J’avais commencé à feuilleter ce livre en 2010 dans une librairie, le trouvant intéressant, et par la suite Didier Le Boucher m’en a parlé et me l’a vivement recommandé pour plusieurs raisons. M’indiquant entre autres que l’on pouvait pratiquement remplacer le mot Daïtoryu  ou aïki par Taï Chi sans rien changer d’autre, le livre gardant tout son sens.
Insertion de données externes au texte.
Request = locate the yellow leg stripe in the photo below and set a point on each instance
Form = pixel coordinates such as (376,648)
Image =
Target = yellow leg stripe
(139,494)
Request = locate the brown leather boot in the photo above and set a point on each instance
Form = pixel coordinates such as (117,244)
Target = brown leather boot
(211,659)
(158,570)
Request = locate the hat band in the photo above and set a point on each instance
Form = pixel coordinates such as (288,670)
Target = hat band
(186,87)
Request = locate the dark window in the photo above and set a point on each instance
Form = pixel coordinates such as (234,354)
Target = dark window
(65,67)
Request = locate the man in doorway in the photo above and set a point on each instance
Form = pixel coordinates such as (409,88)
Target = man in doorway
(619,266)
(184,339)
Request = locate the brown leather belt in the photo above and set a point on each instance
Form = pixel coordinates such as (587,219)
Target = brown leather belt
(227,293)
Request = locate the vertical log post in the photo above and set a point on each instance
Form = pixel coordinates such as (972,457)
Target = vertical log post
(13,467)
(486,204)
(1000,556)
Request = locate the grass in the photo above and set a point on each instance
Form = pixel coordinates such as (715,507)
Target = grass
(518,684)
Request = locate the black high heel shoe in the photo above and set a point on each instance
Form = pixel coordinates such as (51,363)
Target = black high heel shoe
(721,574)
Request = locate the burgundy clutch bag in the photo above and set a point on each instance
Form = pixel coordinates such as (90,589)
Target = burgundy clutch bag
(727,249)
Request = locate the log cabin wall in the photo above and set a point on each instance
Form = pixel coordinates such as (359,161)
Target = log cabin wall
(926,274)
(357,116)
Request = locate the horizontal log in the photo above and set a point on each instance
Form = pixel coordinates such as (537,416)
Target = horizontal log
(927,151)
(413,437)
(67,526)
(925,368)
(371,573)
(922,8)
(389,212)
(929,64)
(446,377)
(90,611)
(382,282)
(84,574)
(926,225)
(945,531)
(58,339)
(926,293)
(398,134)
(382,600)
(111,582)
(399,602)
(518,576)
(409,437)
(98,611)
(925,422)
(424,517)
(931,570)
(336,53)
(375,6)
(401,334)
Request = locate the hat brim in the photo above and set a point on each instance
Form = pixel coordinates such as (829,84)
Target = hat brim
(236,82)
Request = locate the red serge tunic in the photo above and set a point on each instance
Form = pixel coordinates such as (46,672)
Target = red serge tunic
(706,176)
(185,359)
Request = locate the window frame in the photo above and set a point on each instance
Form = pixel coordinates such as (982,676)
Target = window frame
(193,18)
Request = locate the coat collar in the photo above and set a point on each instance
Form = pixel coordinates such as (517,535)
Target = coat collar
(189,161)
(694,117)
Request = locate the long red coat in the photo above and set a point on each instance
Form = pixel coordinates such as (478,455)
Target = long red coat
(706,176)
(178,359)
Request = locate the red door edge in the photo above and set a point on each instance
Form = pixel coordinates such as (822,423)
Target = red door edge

Et il est vrai qu’il y a de nombreuses analogies avec le Tai Chi, comme rester droit, ne pas se pencher, utiliser la souplesse au lieu de la force, le blocage ou la raideur au niveau des épaules qui empêchent la transmission de l’énergie, etc … J’ai aussi été frappé par plusieurs passages qui m’ont fortement fait penser à Yves Blanc, au niveau de conseils qu’il m’a donnés, d’images mentales qu’il utilise (comme la notion de courant que l’on coupe chez le partenaire) ou sur la façon de s’entraîner, de chercher et d’apprendre seul, et dans une certaine mesure un parallèle entre la transmission parfois avare d’indices de Takeda à Sagawa et celle de Maître Chu King Hung à Yves Blanc. D’où l’obligation à partir d’un principe montré sur un mouvement, de devoir découvrir par soi-même comment utiliser ce principe sur tous les autres mouvements de la forme. Bref, un bon bouquin qui donne envie de progresser et chercher. Y a plus qu’à ! Et c’est pas le plus facile …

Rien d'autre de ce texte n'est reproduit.